For the quarter ended June 30, the Indianapolis-based drugmaker posted earnings of $658.5 million, or 61 cents a share, down from $827.7 million, or 76 cents a share. Analysts polled by earnings tracker First Call anticipated a profit of 61 cents a share.
Sales fell 9 percent to $2.78 billion from $3 billion, mainly because of declining Prozac sales, the company said.
Lilly also said it anticipates third-quarter earnings of 67 to 69 cents a share and lowered its own full-year forecast to $2.60-$2.62 from $2.60-$2.65. Wall Street is expecting third-quarter profit of 61 cents a share and full-year earnings of $2.61, according to First Call.
Lilly's (LLY: down $2.90 to $48.00, Research, Estimates) shares fell $5.07 to $45.83 in early trading following the earnings report Thursday.
The results represent the fourth consecutive earnings decline for Lilly, which has struggled to overcome the loss of U.S. patent protection for Prozac last year as well as manufacturing problems that have delayed approval of key medicines for osteoporosis and schizophrenia. Lilly hopes to overcome the Prozac slump by bringing a slew of new medicines to market from its lineup of drugs in development.
The company said the U.S. Food and Drug Administration recently conducted a comprehensive review of eight of the firm's manufacturing sites around the world, including its Indianapolis facilities, but has not yet issued its final conclusions and recommendations.
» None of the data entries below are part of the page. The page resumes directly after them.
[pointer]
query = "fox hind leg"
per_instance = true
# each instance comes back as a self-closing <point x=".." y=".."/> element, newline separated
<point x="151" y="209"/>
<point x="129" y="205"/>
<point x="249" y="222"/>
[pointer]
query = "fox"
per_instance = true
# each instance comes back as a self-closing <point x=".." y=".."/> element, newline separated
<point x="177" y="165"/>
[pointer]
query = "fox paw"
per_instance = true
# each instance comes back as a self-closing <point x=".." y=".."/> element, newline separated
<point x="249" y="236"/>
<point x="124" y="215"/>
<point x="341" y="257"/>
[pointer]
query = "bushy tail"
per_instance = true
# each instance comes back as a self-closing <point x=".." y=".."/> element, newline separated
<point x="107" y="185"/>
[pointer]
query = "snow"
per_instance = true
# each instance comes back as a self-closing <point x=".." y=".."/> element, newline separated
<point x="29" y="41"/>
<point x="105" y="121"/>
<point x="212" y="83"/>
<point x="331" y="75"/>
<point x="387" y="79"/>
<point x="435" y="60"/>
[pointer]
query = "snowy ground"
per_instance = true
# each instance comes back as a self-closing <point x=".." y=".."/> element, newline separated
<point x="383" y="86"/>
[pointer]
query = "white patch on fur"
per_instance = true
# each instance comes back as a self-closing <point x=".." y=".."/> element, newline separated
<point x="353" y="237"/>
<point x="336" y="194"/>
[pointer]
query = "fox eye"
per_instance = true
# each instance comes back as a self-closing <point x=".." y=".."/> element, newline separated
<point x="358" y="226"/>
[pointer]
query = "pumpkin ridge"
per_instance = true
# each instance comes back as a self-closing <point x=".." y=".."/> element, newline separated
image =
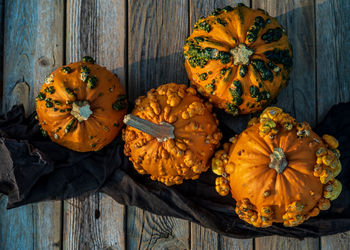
<point x="306" y="185"/>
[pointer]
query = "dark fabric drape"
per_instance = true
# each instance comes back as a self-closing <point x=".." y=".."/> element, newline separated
<point x="33" y="169"/>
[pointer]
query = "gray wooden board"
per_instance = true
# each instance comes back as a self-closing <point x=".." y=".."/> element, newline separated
<point x="156" y="33"/>
<point x="97" y="29"/>
<point x="2" y="3"/>
<point x="333" y="65"/>
<point x="28" y="37"/>
<point x="147" y="51"/>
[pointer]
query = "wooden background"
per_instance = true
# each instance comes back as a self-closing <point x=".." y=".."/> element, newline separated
<point x="142" y="42"/>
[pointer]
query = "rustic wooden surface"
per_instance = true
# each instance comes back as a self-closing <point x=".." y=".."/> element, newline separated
<point x="31" y="51"/>
<point x="142" y="41"/>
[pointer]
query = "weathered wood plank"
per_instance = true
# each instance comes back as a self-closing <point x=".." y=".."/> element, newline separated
<point x="338" y="241"/>
<point x="285" y="243"/>
<point x="299" y="96"/>
<point x="148" y="231"/>
<point x="333" y="65"/>
<point x="93" y="222"/>
<point x="2" y="3"/>
<point x="28" y="37"/>
<point x="157" y="30"/>
<point x="95" y="28"/>
<point x="203" y="238"/>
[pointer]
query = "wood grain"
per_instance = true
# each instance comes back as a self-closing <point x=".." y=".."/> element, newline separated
<point x="338" y="241"/>
<point x="2" y="3"/>
<point x="285" y="243"/>
<point x="93" y="222"/>
<point x="333" y="65"/>
<point x="27" y="37"/>
<point x="148" y="231"/>
<point x="157" y="30"/>
<point x="203" y="238"/>
<point x="95" y="28"/>
<point x="333" y="47"/>
<point x="299" y="97"/>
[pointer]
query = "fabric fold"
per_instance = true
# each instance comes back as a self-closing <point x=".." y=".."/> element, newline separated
<point x="33" y="169"/>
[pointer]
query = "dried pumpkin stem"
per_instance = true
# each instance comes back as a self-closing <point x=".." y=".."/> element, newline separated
<point x="81" y="110"/>
<point x="241" y="54"/>
<point x="278" y="160"/>
<point x="162" y="131"/>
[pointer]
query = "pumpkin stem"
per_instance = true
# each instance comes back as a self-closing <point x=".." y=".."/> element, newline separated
<point x="278" y="160"/>
<point x="241" y="54"/>
<point x="162" y="131"/>
<point x="81" y="110"/>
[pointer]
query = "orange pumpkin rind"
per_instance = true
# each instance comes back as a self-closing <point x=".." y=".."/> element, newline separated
<point x="240" y="58"/>
<point x="81" y="106"/>
<point x="196" y="135"/>
<point x="269" y="127"/>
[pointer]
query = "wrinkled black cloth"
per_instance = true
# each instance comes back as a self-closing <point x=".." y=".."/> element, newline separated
<point x="32" y="169"/>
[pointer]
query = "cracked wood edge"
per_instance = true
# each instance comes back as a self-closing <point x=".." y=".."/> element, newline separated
<point x="96" y="29"/>
<point x="28" y="38"/>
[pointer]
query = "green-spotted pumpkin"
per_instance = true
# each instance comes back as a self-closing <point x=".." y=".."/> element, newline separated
<point x="81" y="106"/>
<point x="240" y="58"/>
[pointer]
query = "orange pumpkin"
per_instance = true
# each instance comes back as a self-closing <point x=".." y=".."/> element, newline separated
<point x="81" y="106"/>
<point x="240" y="58"/>
<point x="278" y="170"/>
<point x="171" y="134"/>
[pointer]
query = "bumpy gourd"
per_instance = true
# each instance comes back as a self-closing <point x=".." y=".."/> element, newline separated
<point x="81" y="106"/>
<point x="240" y="58"/>
<point x="278" y="170"/>
<point x="175" y="137"/>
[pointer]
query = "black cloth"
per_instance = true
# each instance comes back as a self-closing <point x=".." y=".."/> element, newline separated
<point x="32" y="169"/>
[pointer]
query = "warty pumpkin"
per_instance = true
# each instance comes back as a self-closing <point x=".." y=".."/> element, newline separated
<point x="278" y="170"/>
<point x="240" y="58"/>
<point x="171" y="134"/>
<point x="81" y="106"/>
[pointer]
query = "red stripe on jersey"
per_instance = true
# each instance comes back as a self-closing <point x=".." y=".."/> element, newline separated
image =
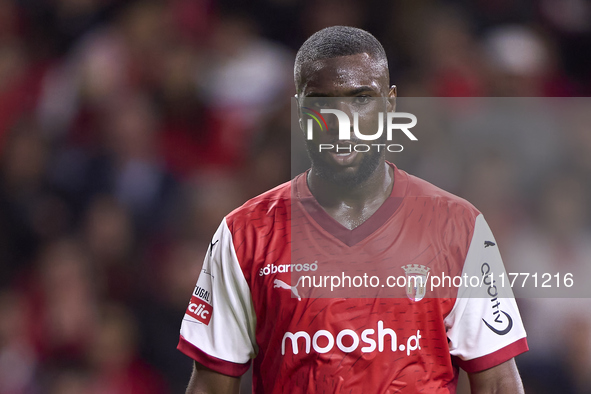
<point x="493" y="359"/>
<point x="222" y="366"/>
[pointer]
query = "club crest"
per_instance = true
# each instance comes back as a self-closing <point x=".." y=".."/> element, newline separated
<point x="416" y="281"/>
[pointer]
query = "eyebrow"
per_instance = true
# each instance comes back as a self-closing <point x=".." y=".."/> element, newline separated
<point x="351" y="92"/>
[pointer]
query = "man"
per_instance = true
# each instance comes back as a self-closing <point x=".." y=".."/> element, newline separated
<point x="356" y="211"/>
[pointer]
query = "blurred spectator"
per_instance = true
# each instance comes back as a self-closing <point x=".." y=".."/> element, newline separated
<point x="128" y="129"/>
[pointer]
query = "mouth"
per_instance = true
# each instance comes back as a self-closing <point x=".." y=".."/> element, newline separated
<point x="344" y="158"/>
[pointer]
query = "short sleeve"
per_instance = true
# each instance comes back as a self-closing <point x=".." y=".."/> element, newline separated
<point x="484" y="327"/>
<point x="218" y="329"/>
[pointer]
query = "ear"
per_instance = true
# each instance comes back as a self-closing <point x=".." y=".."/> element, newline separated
<point x="392" y="98"/>
<point x="300" y="117"/>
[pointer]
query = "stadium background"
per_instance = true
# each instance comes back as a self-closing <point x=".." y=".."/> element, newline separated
<point x="128" y="129"/>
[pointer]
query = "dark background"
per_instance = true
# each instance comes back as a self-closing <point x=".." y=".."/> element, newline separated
<point x="129" y="129"/>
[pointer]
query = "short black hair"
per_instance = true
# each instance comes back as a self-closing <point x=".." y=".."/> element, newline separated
<point x="337" y="41"/>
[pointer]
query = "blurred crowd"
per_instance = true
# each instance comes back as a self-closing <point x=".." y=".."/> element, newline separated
<point x="128" y="129"/>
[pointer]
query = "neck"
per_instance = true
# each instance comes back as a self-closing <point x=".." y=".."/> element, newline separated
<point x="364" y="198"/>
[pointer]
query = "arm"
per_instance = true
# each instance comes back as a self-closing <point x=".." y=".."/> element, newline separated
<point x="205" y="381"/>
<point x="504" y="378"/>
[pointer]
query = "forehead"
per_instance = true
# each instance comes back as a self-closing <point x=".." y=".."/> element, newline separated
<point x="339" y="76"/>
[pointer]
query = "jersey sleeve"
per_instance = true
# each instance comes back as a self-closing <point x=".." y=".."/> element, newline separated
<point x="484" y="327"/>
<point x="218" y="329"/>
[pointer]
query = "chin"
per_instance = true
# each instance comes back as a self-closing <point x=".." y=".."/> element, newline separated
<point x="346" y="176"/>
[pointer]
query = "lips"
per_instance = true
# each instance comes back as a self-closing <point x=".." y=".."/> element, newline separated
<point x="343" y="156"/>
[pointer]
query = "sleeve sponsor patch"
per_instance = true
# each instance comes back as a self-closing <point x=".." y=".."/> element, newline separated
<point x="199" y="310"/>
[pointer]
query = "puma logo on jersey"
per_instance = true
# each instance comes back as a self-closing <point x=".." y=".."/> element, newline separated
<point x="498" y="320"/>
<point x="277" y="283"/>
<point x="211" y="245"/>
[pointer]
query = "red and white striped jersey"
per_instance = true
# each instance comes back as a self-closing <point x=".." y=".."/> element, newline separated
<point x="246" y="307"/>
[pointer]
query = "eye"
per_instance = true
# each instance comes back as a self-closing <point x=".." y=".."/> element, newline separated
<point x="361" y="100"/>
"From our recent discussions with the FDA as well as the progress we've made at inspections outside Indianapolis, we believe we are making progress and moving in the right direction with our global quality improvement plan. However, we still have more work to do, especially at certain Indianapolis facilities," Pedro Granadillo, senior vice president, said.
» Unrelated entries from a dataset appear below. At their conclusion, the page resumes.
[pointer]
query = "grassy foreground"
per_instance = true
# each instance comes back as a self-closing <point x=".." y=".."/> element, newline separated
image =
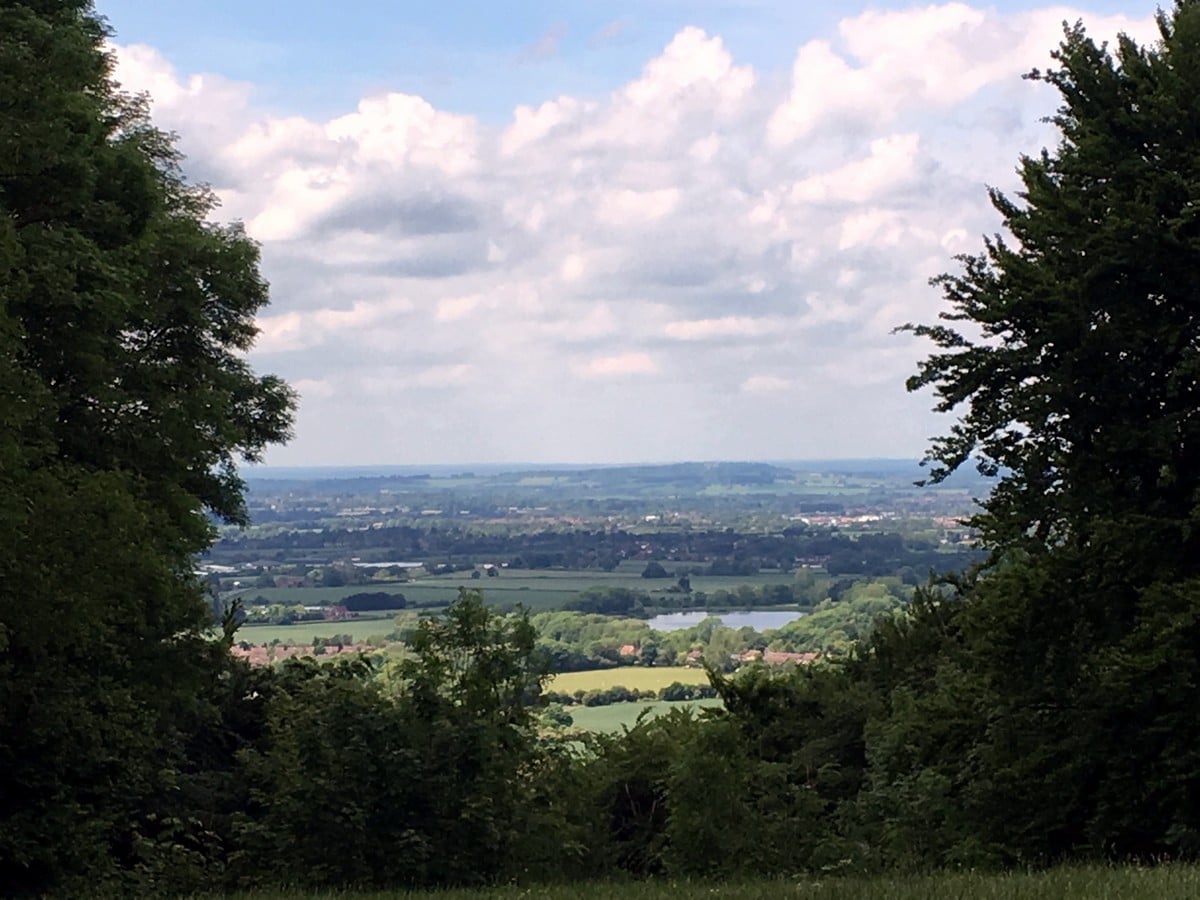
<point x="1164" y="882"/>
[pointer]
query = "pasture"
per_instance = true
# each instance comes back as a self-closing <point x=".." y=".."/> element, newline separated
<point x="303" y="633"/>
<point x="634" y="677"/>
<point x="537" y="589"/>
<point x="615" y="717"/>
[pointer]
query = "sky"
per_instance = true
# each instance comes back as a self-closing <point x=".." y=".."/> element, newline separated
<point x="601" y="232"/>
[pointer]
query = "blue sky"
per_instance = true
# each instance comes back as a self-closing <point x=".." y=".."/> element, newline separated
<point x="600" y="232"/>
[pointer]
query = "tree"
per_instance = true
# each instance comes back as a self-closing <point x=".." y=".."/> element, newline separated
<point x="1079" y="390"/>
<point x="126" y="403"/>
Sales of Prozac, which lost its U.S. patent protection last August, plunged 72 percent to $195 million, as patients shifted to cheaper generics.
The company's new drug Xigris for sepsis, a potentially fatal clotting condition caused by blood infections, were only $22.6 million in the second quarter, virtually flat with the prior quarter.
The sales figures were another blow to Xigris, which industry analysts last year had expected to become a huge blockbuster, with potential sales this year of up to $600 million. But doctors have shied away from prescribing it because of safety concerns.